Babar and Colonial Euphemising




"The hunter has killed Babar’s mother. 

The monkey hides, the birds fly away, Babar cries.

The hunter runs up to catch poor Babar."


"Here is Celesteville! The elephants have just finished building it and are resting or bathing. Babar goes for a sail with Arthur and Zephir. He is well satisfied, and admires his new capital. Each elephant has his own house. The Old Lady’s is at the upper left, the one for the King and Queen is at the upper right.

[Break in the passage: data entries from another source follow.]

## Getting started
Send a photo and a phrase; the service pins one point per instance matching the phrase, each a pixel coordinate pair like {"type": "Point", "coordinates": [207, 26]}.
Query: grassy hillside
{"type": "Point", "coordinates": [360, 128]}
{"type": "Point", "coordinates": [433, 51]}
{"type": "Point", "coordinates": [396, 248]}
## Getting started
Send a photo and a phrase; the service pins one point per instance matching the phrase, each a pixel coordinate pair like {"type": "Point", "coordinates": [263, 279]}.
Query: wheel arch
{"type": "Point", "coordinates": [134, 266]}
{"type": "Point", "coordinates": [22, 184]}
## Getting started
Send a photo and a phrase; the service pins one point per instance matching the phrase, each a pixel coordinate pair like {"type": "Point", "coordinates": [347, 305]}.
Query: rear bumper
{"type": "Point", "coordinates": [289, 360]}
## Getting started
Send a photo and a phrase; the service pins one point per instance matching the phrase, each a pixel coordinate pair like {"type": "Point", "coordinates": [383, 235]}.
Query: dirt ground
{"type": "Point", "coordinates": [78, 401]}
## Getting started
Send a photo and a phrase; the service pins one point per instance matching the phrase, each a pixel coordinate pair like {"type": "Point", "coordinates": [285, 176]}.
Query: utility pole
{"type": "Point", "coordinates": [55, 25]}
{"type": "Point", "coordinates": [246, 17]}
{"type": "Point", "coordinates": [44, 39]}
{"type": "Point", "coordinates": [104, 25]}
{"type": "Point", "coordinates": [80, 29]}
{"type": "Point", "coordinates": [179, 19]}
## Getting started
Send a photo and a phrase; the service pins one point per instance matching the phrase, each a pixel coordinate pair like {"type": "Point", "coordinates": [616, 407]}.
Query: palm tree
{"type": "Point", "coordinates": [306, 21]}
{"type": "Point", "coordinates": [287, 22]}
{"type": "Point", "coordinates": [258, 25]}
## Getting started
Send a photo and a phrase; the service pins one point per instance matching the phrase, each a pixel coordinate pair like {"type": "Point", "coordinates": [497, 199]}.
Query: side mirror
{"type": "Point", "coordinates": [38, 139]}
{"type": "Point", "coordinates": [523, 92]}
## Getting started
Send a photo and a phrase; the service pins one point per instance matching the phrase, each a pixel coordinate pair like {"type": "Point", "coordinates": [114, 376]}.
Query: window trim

The big lake is visible from all their windows. The Bureau of Industry is next door to the Amusement Hall which will be very practical and convenient."


The original Babar story jumps seamlessly from Babar's mother being killed to him discovering a wonderful new city (Paris, without the name). A kind old lady dresses Babar in a beautiful green suit and before too long he is building a modern capitalist city in his home country (somewhere in North Africa, also unnamed). The Bureau of Industry and the Amusement Hall, the new churches of the new age are not far from the Haussmann-Napoleon III vision for a stimulated Paris, one in which the entertained will not dwell on their political situation.


Instrumentalism is the dominant mode of education under advanced technological societies, and has, according to Heidegger, destroyed our capacity for meditative thinking in its demand for calculative thinking.

In the Bitter Harvest Tesconi & Morris write: "And finally we know: as both consumers and producers, we are replaceable. The system qua system needs people but it does not absolutely need me. Not only are we alienated and isolated from each other but from ourselves as well. Our self-esteem is wounded, our quest for personal identity lashes out incoherently for symbolic supports in stainless steel things and 'pay later' experiences."

In July 2010, the Sarkozy French government dispersed hundreds of Romani camps, declaring them illegal. The Roma, not welcome in France, have no warm welcome in their largest populated countries, Bulgaria, Romania, Serbia. What are the ethics of nomadism and borders?

If we expect cheap goods from China (and we all know why they are cheap), do we have a right to deny the movement of people? If we tick yes (just do it™) on cheap labour, must we not also tick yes on the freedom of movement and habitation? With clean packaging, has it become easier to obscure the map of production and destruction?

Companies dump unwanted computers and electronics in Africa and Asia, where they leak toxic mercury, cadmium and beryllium into the ground and air. Through this pernicious playground children sift for precious copper and aluminums to be re-sold into electronics re-manufacture. Trend has no end, now means don't either. The self-perpetuating technological system has abstracted and magnified the possible ends, which are now unattainable, leaving the significance of means significantly increased. Ritual routine and avoidance is the escape from the void of endless possibility.

Bluewater, described by Ian Sinclair, "a zone where only the fake is truly authentic, the retail swamp on the borders of everything, grandiloquent and meaningless as one of Saddam Hussein’s arches". From elsewhere: "a city with no gods other than Prada, Gucci and Starbucks, with no cathedral and temple beyond the naves and domes of the mall itself, and with no ultimate purpose beyond stupefying consumption".

Trends die to be resurrected and goods end up no good as waste. Death becomes the middle man of life qua fashion; consumption, waste, re consumption.